The company’s season finale, Kate Fodor’s 100 Saints You Should Know is the story of five people attempting to reconcile life with their faith. Among those five is Lam’s character Garrett, a 16-year-old grocery delivery boy who finds himself in a discussion with Father Matthew, currently on leave from his parish after some compromising male photos were discovered in the rectory, about his own sexuality.
“It is about a bunch of stereotypical characters that all come together in this weird situation and it becomes a test of their faith and their ability to cope with their existence and what they want out of life,” explained Lam.
For someone who says he grew up in a non-religious family, the second irony of our chat comes to light as Lam revealed that this is not the first time he has found himself in church as an actor.
“This is the second play I’ve had to deal with religion,” laughed Lam. “In Tony and Tina’s Wedding I played a priest and I had to learn a lot about Catholicism for that role”.

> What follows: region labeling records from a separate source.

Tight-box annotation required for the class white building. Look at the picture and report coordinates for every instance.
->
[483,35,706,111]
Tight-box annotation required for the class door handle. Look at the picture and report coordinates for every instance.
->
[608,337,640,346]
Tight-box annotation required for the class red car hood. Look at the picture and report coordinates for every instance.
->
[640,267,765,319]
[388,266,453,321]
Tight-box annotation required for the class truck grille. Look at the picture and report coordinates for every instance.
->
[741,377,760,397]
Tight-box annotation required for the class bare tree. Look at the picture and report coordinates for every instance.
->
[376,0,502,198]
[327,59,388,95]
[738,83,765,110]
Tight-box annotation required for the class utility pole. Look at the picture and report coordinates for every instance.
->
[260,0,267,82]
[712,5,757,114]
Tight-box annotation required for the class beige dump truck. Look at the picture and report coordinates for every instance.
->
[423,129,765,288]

Immersing himself into the research for his role in Tony and Tina’s Wedding, Lam actually found himself thinking about entering the seminary.
“I was very invested in what I was doing in Tony and Tina’s Wedding and went to a real priest and consulted with him. With all the reading I did about Catholicism I thought maybe [entering the seminary] was something to consider and would allow me to do some good in the world.”
While continuing with his acting career appears to have won out over the seminary, Lam says he sees a lot of Garrett’s story mirroring his own. Originally seeing Garrett as a gay man who was simply denying who he was, Lam soon discovered that perhaps, like his own life, it wasn’t so cut and dry.
“For me Garrett’s story really does resonate. When I came out myself I wasn’t really sure if I wanted to be gay or not and there was a lot of fear in finally making that decision. There is a lot ambiguity in Garrett that I can relate to,” said Lam.
But more than trying to answer the questions explored by the characters in 100 Saints You Should Know, Lam hopes that audiences will look at their own lives and ask themselves what they really want out of life and try to answer that question.
“Purely on an existential level the play deals with people trying to make real connections and find their own sense of purpose. I hope an audience will be able to ask those same questions when they leave the theatre."